It was shortly after the terrible cyclone that had ripped through coastal Odisha in November 1999. Justice Jagdish Sharan Verma had just taken over as the Chairperson of the National Human Rights Commission (NHRC). Though he may have been busy acquainting himself with the demands of his new office, he also saw the enormous human calamity caused by that cyclone as a concern that came within his remit. His first public action as NHRC Chairperson was to take suo motu cognisance of the natural disaster.

As he had explained then, “As head of this Commission, I perceive this tragedy in three phases: The first concerns the period before the onset of the cyclone. What was the information which was at hand and what was the time available? Was the information received all that could be had? Once that information was obtained, was it transmitted at every level? What action, if any, was taken by the authorities to protect people? While the cyclone raged, what further measures could have been taken to reduce the extent of damage?
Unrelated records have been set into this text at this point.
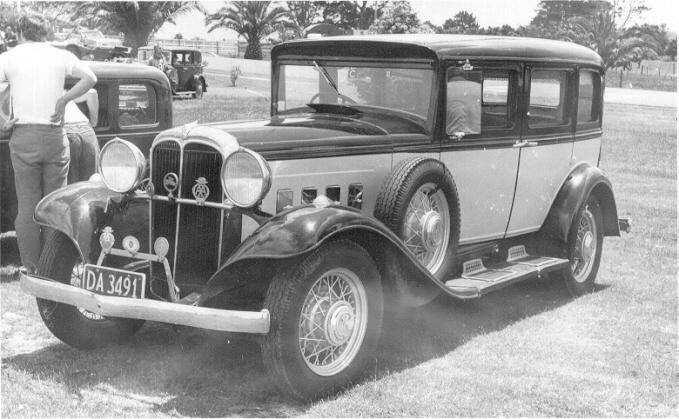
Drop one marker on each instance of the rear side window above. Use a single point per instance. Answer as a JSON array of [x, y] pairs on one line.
[[136, 105], [589, 92], [548, 99], [479, 100]]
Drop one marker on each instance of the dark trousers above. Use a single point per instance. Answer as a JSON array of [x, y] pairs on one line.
[[40, 159]]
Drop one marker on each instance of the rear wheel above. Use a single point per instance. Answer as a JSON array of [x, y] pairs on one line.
[[326, 316], [76, 326], [585, 241]]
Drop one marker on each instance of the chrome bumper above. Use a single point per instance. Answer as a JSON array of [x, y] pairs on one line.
[[145, 309]]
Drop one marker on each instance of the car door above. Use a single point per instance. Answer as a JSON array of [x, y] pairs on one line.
[[478, 144], [546, 144]]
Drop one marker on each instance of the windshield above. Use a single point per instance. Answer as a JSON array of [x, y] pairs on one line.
[[387, 88]]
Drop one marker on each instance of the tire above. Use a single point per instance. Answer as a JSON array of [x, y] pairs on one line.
[[436, 234], [303, 288], [198, 89], [585, 241], [72, 325]]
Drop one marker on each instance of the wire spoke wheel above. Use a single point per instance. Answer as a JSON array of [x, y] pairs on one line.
[[333, 322], [426, 226], [584, 251]]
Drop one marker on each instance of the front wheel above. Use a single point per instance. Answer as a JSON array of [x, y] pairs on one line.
[[76, 326], [585, 241], [326, 317]]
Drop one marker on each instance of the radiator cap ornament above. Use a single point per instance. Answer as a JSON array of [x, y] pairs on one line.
[[200, 190], [170, 183]]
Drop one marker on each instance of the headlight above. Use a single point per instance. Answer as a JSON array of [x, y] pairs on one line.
[[121, 165], [246, 178]]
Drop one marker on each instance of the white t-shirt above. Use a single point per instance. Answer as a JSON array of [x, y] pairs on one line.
[[36, 73]]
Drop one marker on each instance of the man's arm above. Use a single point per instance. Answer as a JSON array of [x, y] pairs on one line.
[[86, 82]]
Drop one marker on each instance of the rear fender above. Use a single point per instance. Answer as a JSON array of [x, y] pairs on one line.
[[296, 232], [81, 210], [583, 180]]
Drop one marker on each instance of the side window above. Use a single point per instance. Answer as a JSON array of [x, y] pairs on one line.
[[136, 105], [478, 100], [589, 91], [548, 99], [463, 102]]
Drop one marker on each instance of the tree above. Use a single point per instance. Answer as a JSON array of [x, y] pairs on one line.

After the cyclone, what measures need to be mounted to safeguard human life and provide relief to the people?”

Such framing was characteristic of Justice Verma, who was soft-spoken in the extreme but whose words resounded far beyond the space from which he delivered them. The Constitution of India was for him a moral and juridical compass. Having met him on many occasions, I was always struck by the deliberative manner in which he framed his thoughts, his spontaneous empathy with the disadvantaged and voiceless, and his uncompromising espousal of human rights.
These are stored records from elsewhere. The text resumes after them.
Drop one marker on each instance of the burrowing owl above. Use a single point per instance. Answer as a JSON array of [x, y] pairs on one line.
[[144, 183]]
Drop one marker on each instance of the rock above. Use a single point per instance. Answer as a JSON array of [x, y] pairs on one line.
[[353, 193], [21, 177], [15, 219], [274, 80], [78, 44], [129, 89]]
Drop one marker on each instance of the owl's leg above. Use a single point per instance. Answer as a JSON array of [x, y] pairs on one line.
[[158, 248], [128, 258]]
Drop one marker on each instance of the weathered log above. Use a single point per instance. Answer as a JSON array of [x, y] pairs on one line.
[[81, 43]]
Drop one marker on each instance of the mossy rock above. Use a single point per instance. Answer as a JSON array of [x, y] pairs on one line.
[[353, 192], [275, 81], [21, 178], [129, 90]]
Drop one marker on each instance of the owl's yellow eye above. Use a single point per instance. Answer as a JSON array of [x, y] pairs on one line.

Justice Verma brought these qualities to pretty much everything he did as NHRC chair, which included a hard-hitting analysis of the Gujarat riots of 2002 after visiting the camps of the displaced people. He clearly perceived those riots as a dereliction of duty by the Gujarat government and made no bones about stating it.

His was a mind that refused the comfort of ossification. As NHRC chair, he argued vociferously in favour of “reformative”, not “retributive”, justice. As he put it in an interview with me, “The premise is that every individual is a human being and has certain basic, inalienable rights. These rights do not belong to his/ her station in life or his/ her circumstances.”

A major concern for him was police reform. He saw the police as “first and foremost an important law-enforcing agency — their duty is not just to apprehend criminals but to prevent crime”. This also meant that the impunity displayed by the country’s police system was simply unacceptable. Today, as calls for police accountability get louder, Justice Verma’s words assume great relevance: “They [the police] must be made to realise that they are prosecutors, not persecutors. The brutality they display comes from the fact that they perform their functions as persecutors.”

It was, again, through the framework of human rights that he perceived women’s autonomy and agency. Justice Verma had once revealed that he was , even as a young man, struck by how unfairly society treated women — just by observing life within his own family.

Years later, in 1997, as the Chief Justice of India, when Verma had to pronounce on a case involving Bhanwari Devi, a grassroots worker who was gang-raped because of her efforts to stop child marriage in her village (Vishaka vs. State of Rajasthan), he brought women’s right to work and free movement within the ambit of right to life. As he said in an interview, “Any affront to the dignity of a woman is more than an affront to the divinity of an individual — it is an affront to the dignity of society.”

It was a chord that was struck again in the introductory chapter of the Verma Committee Report of 2013, which read: “We still feel distressed to say that all organs of the State have, in varying degrees, failed to fulfil the promise of equality in favour of women.”

Recognising the right of every woman to bodily integrity, the Verma Committee asked for marital rape to be outlawed. He also wanted the “systematic or isolated sexual violence, in the process of Internal Security duties” legitimised by the Armed Forces Special Powers Act (AFSPA), to end. Neither of these two far-reaching recommendations made it to the statute books, but the very fact that they found mention in the report is an important step forward for the women’s movement — an intimation of change.

As if conscious of his responsibility to the future, Justice Verma spared no effort to come up with the report that bore his name within the mandated timeframe, along with his colleagues, Justice Leila Seth and former solicitor general Gopal Subramaniam, even if it meant typing in material himself. When asked during a television interview whether the effort had exhausted him, he replied in the negative. Adding as an afterthought, “If at all you feel tired, it is after it is over, not before that.”

That foundational document will now remain a testimony to the compassion of a wise man with a mind that never ceased to question. Justice Verma’s death has caused widespread grief within his fraternity, but for women activists it is as if they have lost a friend.